2. Metabolism in Adulthood

As we transition into adulthood, usually in our twenties, our metabolism gradually begins to slow down. This decline is primarily attributed to a decrease in lean muscle mass, which is more metabolically active than fat tissue. With age, the body tends to lose muscle and gain fat, leading to a decrease in basal metabolic rate (BMR). BMR refers to the amount of energy the body requires at rest to maintain basic physiological functions.

In addition to the loss of muscle mass, hormonal changes also play a role in metabolic changes during adulthood. For women, the decline in estrogen levels during menopause can contribute to weight gain and a decrease in BMR. Similarly, hormonal fluctuations in men can lead to a decline in testosterone levels, which may affect muscle mass and metabolism.

Moreover, lifestyle factors such as sedentary behavior, poor dietary choices, and decreased physical activity can further contribute to a slower metabolism in adulthood. It is essential to prioritize regular exercise, including both cardiovascular and strength training exercises, to preserve muscle mass, increase BMR, and maintain a healthy weight.

3. Metabolism in Older Adults

As we progress into older adulthood, typically beyond the age of 60, metabolic changes become more pronounced. The gradual decline in muscle mass and physical activity levels experienced earlier in adulthood accelerates during this stage. This age-related decline in muscle mass, known as sarcopenia, can lead to a significant reduction in BMR, making weight management more challenging. [2]

Additionally, the body’s ability to process and utilize nutrients becomes less efficient. This can affect the absorption of vitamins, minerals, and other essential nutrients, further impacting overall metabolic health. Older adults may also experience a decrease in appetite, which can further contribute to inadequate nutrient intake and potential weight loss.

Maintaining an active lifestyle and incorporating resistance exercises becomes increasingly crucial for older adults. Regular physical activity can help preserve muscle mass, enhance mobility, and improve overall metabolic function. A well-balanced diet rich in lean protein, whole grains, fruits, vegetables, and healthy fats is also vital for providing the necessary nutrients for optimal metabolism and overall health.


Metabolism undergoes significant changes over time, influenced by factors such as genetics, body composition, hormonal fluctuations, and lifestyle choices. Understanding these changes can help us make informed decisions about our dietary and exercise habits to maintain a healthy metabolism throughout our lives.

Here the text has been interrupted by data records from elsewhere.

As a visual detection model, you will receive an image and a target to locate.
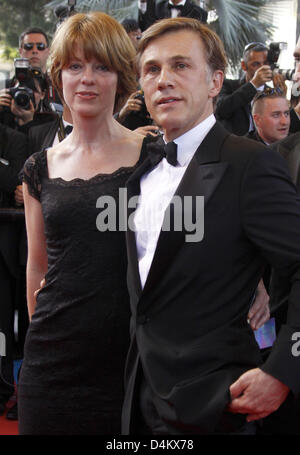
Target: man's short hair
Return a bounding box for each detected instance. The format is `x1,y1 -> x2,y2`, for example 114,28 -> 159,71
121,19 -> 140,33
19,27 -> 49,48
137,17 -> 227,73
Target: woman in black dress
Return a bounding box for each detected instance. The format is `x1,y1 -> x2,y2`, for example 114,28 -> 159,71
18,12 -> 143,434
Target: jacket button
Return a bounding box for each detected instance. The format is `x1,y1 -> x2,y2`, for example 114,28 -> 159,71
137,314 -> 149,324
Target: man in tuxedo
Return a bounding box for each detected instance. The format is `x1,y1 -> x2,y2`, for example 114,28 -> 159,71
122,18 -> 300,434
247,87 -> 291,145
139,0 -> 207,31
216,43 -> 300,136
0,123 -> 27,415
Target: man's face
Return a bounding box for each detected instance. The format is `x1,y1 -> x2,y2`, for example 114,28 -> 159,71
242,51 -> 268,81
253,97 -> 290,144
128,28 -> 142,49
293,37 -> 300,91
140,30 -> 224,141
19,33 -> 49,73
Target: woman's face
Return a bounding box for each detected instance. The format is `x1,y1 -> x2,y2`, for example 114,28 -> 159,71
62,46 -> 118,117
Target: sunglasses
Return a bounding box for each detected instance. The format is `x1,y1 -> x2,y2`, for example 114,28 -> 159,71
23,43 -> 47,51
254,87 -> 284,101
244,42 -> 268,52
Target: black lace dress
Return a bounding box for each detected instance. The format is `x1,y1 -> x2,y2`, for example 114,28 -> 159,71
18,145 -> 145,434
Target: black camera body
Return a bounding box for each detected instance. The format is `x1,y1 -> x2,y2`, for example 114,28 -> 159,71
9,58 -> 35,110
267,42 -> 295,81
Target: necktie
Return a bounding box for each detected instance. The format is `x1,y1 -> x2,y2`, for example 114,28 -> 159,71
65,125 -> 73,136
147,142 -> 178,166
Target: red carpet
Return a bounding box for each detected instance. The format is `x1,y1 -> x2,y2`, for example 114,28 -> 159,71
0,398 -> 19,436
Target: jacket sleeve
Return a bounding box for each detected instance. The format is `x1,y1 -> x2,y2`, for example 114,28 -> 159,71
0,128 -> 27,193
216,79 -> 257,119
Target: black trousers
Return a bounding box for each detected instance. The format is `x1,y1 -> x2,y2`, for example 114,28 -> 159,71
0,253 -> 16,404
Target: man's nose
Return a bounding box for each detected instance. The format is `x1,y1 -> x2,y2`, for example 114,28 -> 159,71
158,67 -> 174,88
81,66 -> 94,84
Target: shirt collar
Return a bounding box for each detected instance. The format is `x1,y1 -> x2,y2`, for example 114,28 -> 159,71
169,0 -> 186,6
164,114 -> 216,166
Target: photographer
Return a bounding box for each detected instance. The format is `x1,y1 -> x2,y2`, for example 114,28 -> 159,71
216,43 -> 300,136
0,63 -> 53,134
0,124 -> 28,418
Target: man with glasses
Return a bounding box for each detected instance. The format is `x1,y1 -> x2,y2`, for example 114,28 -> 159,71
216,42 -> 300,136
0,27 -> 62,119
19,27 -> 49,73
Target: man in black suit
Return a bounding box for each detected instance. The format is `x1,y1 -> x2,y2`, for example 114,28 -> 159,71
122,18 -> 300,434
247,87 -> 291,145
0,123 -> 27,415
216,43 -> 300,136
139,0 -> 207,31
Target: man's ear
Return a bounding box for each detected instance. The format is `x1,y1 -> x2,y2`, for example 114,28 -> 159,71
241,60 -> 247,71
252,114 -> 261,128
209,70 -> 224,98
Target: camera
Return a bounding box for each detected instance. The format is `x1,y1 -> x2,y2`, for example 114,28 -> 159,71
267,42 -> 295,81
9,58 -> 36,110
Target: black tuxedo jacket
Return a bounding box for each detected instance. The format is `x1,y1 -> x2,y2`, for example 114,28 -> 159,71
28,116 -> 59,155
122,123 -> 300,434
215,78 -> 300,136
139,0 -> 207,31
272,132 -> 300,192
0,123 -> 27,276
216,79 -> 257,136
270,132 -> 300,334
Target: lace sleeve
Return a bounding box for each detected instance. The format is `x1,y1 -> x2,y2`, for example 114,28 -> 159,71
22,153 -> 41,201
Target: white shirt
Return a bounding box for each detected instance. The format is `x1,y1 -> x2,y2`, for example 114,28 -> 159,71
133,114 -> 216,287
138,0 -> 186,17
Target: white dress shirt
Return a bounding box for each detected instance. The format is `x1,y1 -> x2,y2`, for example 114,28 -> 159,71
133,114 -> 216,287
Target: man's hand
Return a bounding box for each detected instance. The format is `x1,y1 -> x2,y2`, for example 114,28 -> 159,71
227,368 -> 290,422
273,73 -> 287,96
250,65 -> 273,88
248,280 -> 270,330
119,90 -> 143,121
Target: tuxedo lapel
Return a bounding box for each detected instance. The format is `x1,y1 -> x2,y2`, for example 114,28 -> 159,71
143,123 -> 229,293
126,138 -> 163,295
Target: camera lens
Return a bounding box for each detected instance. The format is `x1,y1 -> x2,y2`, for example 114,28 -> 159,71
14,92 -> 30,109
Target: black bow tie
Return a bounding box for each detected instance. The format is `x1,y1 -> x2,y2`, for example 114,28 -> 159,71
148,142 -> 178,166
65,125 -> 73,136
168,3 -> 184,11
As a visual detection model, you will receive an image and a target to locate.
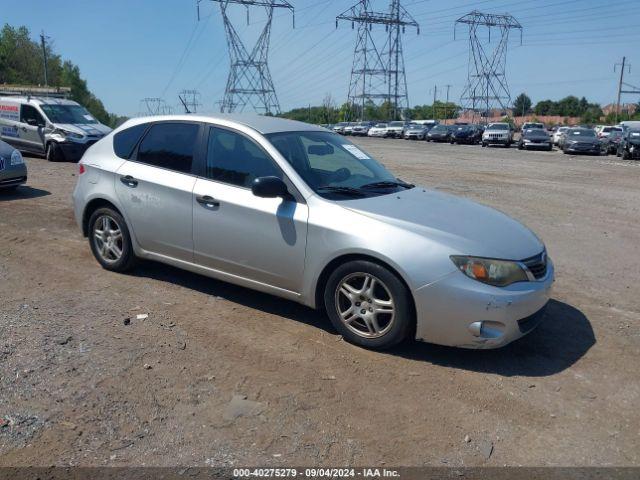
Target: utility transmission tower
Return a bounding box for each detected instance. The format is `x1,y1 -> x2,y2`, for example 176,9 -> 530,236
613,57 -> 640,123
40,30 -> 49,87
197,0 -> 295,115
336,0 -> 420,119
178,90 -> 202,113
454,10 -> 522,122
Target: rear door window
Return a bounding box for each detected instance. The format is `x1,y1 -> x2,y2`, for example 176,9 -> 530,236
136,122 -> 200,173
113,123 -> 149,160
205,127 -> 283,188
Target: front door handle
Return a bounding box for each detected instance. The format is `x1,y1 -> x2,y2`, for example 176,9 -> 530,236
120,175 -> 138,188
196,195 -> 220,208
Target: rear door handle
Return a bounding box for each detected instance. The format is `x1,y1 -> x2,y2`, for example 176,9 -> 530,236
196,195 -> 220,208
120,175 -> 138,188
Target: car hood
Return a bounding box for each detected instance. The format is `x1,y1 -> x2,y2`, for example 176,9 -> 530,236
54,123 -> 111,136
522,133 -> 549,140
341,187 -> 544,260
0,140 -> 15,158
567,136 -> 600,144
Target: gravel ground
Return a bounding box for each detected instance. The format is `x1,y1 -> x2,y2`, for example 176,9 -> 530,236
0,138 -> 640,466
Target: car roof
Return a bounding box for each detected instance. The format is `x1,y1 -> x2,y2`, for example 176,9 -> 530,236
123,113 -> 326,134
0,96 -> 79,105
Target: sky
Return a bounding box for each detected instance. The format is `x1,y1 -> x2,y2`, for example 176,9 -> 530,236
0,0 -> 640,116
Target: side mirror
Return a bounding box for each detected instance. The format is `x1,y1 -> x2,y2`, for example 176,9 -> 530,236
251,177 -> 289,198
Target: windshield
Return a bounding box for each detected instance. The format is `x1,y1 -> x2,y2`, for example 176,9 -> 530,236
40,105 -> 98,125
569,129 -> 596,137
266,132 -> 405,200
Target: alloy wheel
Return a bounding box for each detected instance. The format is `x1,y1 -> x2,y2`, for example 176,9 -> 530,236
335,272 -> 396,338
93,215 -> 123,263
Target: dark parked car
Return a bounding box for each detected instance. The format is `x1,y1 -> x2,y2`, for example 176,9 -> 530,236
601,129 -> 624,153
518,128 -> 553,151
427,125 -> 451,142
616,129 -> 640,160
351,122 -> 375,137
562,128 -> 606,155
450,125 -> 483,145
404,123 -> 429,140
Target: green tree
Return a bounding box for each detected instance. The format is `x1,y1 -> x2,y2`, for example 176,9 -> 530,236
513,92 -> 532,117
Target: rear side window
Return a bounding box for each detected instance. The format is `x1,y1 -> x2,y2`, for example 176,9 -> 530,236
205,127 -> 282,188
136,122 -> 200,173
113,123 -> 149,159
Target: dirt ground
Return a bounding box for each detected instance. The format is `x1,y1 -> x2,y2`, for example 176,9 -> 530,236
0,139 -> 640,466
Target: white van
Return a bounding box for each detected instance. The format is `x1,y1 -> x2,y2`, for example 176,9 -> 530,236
0,96 -> 111,161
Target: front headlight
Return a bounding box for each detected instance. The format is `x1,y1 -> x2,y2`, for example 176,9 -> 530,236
53,128 -> 84,140
451,255 -> 529,287
11,150 -> 24,166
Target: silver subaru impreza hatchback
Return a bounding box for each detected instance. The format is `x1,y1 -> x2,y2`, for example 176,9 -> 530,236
73,115 -> 554,349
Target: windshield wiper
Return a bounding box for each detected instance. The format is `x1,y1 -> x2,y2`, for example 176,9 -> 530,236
316,185 -> 367,197
360,180 -> 415,189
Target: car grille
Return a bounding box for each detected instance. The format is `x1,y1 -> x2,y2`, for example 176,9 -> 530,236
522,251 -> 547,280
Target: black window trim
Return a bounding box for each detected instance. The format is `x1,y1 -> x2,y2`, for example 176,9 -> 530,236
112,122 -> 152,159
126,120 -> 205,177
195,123 -> 307,204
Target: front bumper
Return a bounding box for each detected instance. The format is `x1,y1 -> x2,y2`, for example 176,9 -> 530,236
522,142 -> 553,148
0,164 -> 27,188
58,141 -> 96,162
452,137 -> 478,144
564,145 -> 602,155
482,137 -> 511,145
413,260 -> 554,349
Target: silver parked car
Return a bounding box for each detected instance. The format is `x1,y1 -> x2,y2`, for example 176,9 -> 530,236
73,115 -> 554,348
0,140 -> 27,190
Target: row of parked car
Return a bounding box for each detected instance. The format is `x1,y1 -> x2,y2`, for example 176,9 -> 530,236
322,120 -> 640,159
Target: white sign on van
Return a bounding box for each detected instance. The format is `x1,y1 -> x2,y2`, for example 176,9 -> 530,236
0,103 -> 20,122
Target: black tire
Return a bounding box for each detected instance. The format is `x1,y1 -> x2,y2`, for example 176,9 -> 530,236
88,207 -> 137,273
324,260 -> 415,350
45,142 -> 64,162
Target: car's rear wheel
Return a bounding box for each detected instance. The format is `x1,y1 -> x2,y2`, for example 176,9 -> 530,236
89,207 -> 136,272
324,260 -> 415,349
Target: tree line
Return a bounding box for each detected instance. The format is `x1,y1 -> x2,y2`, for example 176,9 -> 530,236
0,25 -> 122,127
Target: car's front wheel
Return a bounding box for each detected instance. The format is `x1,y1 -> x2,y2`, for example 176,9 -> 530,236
324,260 -> 415,349
89,207 -> 136,272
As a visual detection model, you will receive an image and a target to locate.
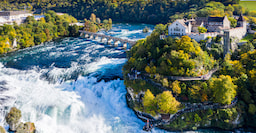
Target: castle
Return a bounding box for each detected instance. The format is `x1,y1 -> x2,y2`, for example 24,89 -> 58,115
168,15 -> 247,42
0,11 -> 33,25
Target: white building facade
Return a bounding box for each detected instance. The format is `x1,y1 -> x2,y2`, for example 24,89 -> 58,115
168,15 -> 247,42
0,11 -> 33,25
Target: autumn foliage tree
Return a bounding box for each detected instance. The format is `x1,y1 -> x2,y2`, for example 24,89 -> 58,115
209,75 -> 237,104
142,90 -> 155,112
156,91 -> 180,114
172,80 -> 181,95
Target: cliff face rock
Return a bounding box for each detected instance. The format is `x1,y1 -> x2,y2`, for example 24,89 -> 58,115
4,107 -> 36,133
16,122 -> 36,133
5,107 -> 21,131
0,126 -> 6,133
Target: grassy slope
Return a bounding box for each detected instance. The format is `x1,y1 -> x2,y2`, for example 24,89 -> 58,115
240,1 -> 256,11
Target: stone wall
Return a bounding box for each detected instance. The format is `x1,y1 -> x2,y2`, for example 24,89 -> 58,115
230,27 -> 247,40
188,32 -> 219,42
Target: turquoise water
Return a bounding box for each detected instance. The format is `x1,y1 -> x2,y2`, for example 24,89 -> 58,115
0,24 -> 250,133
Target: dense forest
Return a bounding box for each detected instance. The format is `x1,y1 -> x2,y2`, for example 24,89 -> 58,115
0,11 -> 79,54
0,0 -> 243,24
123,24 -> 256,130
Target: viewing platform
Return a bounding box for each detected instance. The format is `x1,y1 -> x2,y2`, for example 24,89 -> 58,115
79,30 -> 136,49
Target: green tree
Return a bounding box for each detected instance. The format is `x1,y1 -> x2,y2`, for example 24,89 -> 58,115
142,89 -> 155,112
156,91 -> 180,114
90,13 -> 96,23
228,17 -> 237,28
248,104 -> 256,115
209,75 -> 237,104
5,107 -> 21,131
198,27 -> 207,33
240,42 -> 254,54
172,80 -> 181,95
0,126 -> 6,133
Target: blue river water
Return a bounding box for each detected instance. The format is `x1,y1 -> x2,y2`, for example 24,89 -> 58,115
0,24 -> 250,133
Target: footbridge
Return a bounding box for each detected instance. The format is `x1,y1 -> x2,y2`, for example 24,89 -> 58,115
79,30 -> 136,49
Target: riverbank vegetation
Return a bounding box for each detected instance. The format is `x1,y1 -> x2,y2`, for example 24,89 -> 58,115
84,13 -> 112,32
123,20 -> 256,130
0,11 -> 79,54
0,0 -> 239,24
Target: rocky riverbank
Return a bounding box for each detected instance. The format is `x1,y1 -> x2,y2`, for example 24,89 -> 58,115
126,78 -> 243,131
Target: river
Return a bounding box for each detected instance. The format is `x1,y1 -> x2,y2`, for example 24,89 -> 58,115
0,24 -> 249,133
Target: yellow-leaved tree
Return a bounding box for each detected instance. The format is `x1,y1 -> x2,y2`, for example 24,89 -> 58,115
209,75 -> 237,104
142,89 -> 155,113
0,36 -> 10,54
156,91 -> 180,114
172,80 -> 181,95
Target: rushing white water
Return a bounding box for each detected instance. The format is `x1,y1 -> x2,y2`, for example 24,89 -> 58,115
0,24 -> 239,133
0,24 -> 160,133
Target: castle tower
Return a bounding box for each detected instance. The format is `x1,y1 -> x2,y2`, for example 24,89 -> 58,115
237,14 -> 246,27
223,30 -> 231,58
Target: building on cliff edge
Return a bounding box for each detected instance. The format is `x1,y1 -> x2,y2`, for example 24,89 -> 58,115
168,15 -> 247,42
0,11 -> 33,25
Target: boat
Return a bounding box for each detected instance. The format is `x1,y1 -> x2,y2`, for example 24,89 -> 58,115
143,119 -> 153,132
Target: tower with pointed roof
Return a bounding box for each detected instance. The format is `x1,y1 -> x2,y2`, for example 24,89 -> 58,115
237,14 -> 246,27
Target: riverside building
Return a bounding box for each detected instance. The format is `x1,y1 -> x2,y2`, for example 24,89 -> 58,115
0,11 -> 33,25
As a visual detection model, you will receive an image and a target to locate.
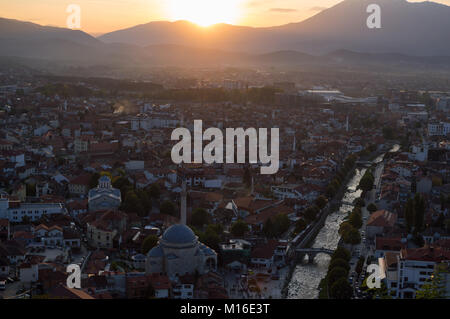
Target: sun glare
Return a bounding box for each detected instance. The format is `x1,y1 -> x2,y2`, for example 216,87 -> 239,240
169,0 -> 239,27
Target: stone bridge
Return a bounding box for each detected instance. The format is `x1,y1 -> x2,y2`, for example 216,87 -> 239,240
295,248 -> 334,264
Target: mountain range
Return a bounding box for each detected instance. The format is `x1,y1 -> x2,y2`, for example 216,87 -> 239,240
0,0 -> 450,66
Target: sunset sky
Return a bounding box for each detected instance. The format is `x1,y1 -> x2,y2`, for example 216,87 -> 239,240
0,0 -> 450,35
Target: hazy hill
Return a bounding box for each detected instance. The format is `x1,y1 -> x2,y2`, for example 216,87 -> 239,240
99,0 -> 450,55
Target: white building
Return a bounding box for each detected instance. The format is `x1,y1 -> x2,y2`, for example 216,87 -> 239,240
428,122 -> 450,136
380,246 -> 450,299
88,176 -> 122,212
0,194 -> 67,223
172,285 -> 194,299
146,181 -> 217,278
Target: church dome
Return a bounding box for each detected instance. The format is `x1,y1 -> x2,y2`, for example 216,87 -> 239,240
162,225 -> 197,245
147,246 -> 164,257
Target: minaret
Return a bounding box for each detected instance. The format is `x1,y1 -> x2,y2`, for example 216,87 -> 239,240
181,178 -> 187,225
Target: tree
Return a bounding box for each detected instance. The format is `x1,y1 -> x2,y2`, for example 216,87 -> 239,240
404,199 -> 414,231
315,195 -> 328,209
199,227 -> 220,254
141,235 -> 158,255
26,184 -> 36,197
330,278 -> 353,299
191,208 -> 209,227
145,283 -> 155,299
342,228 -> 361,245
327,267 -> 348,287
294,218 -> 308,234
136,189 -> 152,217
120,190 -> 145,216
147,184 -> 161,199
339,221 -> 353,236
332,246 -> 351,261
353,197 -> 366,207
111,176 -> 133,194
159,201 -> 176,216
416,264 -> 448,299
274,214 -> 291,236
303,205 -> 319,221
243,167 -> 252,188
349,210 -> 363,229
263,218 -> 275,238
328,258 -> 350,273
230,220 -> 248,237
414,194 -> 425,232
358,170 -> 375,192
367,203 -> 378,214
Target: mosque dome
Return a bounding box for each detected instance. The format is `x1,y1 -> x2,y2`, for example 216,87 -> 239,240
162,224 -> 197,245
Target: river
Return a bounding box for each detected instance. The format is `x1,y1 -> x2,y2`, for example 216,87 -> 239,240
287,149 -> 398,299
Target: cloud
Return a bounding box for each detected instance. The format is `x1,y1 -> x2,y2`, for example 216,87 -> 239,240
269,8 -> 297,13
309,6 -> 327,11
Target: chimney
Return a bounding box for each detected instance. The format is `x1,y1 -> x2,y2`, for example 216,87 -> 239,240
181,178 -> 187,225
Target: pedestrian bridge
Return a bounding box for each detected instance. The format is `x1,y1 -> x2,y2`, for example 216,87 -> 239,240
295,248 -> 334,264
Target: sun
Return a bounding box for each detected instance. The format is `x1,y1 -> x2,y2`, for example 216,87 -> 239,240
168,0 -> 240,27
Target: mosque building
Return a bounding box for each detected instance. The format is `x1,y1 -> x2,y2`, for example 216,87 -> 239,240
146,180 -> 217,278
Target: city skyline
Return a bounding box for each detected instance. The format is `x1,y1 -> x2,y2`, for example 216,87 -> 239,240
0,0 -> 450,36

While it is natural for metabolism to slow down with age, incorporating regular exercise, particularly strength training, can help preserve muscle mass, boost metabolic rate, and support weight management. A balanced and nutrient-dense diet is equally important, providing the necessary fuel for our bodies while ensuring optimal metabolic function.

It is crucial to remember that individual variations exist, and metabolic changes occur on a spectrum. Consulting with healthcare professionals, such as registered dietitians or physicians, can provide personalized guidance tailored to specific needs and circumstances.

By prioritizing a healthy lifestyle that includes regular physical activity, a well-balanced diet, and mindful choices, we can adapt to the changes in our metabolism over time and foster overall well-being as we age.


  1. Friedrich C (1998). Physiology and genetics of sulfur-oxidizing bacteria. Adv Microb Physiol. Advances in Microbial Physiology. Vol. 39. pp. 235–89. doi:10.1016/S0065-2911(08)60018-1. ISBN 978-0-12-027739-1. PMID 9328649.